I always find a similar note in posts on here from people saying they have no friends — they seem to act as if other people are an undifferentiated mass, rather than individuals with very different lives, priorities and things they might look for in potential friendships.

glittertime · 04/01/2025 11:29

MN should have a whatsapp group.

Cudz · 04/01/2025 11:33

Lostworlds · 04/01/2025 11:16

Very much what I’m going through and it’s stupid but it reminds me of break up pain seeing them post online and I’ve purposefully been excluded.

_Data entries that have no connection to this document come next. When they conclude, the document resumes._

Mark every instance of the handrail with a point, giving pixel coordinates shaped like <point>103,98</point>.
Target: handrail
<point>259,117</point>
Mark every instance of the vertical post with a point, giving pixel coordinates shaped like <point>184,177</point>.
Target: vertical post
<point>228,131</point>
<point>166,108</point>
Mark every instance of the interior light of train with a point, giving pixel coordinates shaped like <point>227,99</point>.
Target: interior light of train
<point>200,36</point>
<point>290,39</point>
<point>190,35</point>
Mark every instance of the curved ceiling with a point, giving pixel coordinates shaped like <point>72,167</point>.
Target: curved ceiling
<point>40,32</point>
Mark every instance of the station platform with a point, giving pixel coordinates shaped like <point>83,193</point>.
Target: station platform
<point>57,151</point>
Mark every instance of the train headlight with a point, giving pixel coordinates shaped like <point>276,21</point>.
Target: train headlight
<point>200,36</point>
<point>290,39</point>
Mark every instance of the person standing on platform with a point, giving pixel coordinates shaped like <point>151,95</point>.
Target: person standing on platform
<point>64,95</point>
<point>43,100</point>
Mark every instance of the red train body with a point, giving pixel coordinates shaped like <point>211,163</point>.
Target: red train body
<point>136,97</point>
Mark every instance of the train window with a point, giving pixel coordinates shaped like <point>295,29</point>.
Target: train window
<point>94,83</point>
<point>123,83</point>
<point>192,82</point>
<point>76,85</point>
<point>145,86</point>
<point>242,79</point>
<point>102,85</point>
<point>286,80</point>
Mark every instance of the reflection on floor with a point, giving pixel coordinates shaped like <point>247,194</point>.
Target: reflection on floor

Absolutely. It just brings back all those emotions of not feeling good enough and not understanding what the hell you've done wrong. I totally get it. Hugs x

Lostworlds · 04/01/2025 11:34

Quinto · 04/01/2025 11:23

What kinds of people do you like, OP? Who do you find interesting? What do you like doing? What do you bring to potential friendships?

I always find a similar note in posts on here from people saying they have no friends — they seem to act as if other people are an undifferentiated mass, rather than individuals with very different lives, priorities and things they might look for in potential friendships.

I hope I bring quite a lot to friendships and have had lots of different types of friends.
I’d say I’m easy going, a good listener, funny and always there for friends in need.
I have 2 children so fully understand that everyone has different priorities in life so have tried to be friends with people I’ve met from baby classes and mum groups, knowing that we all have children and plans change last minute. Sadly for me friends have drifted apart, a few friends dropped me when I had my first child, even though I was late twenties. I’ve been excluded from group chats that I originally created and friends that I’ve brought together have moved on without me. Everyone’s entitled to be friends with whoever they want and I’m happy for people to move on if that’s how they feel but I do still feel lonely.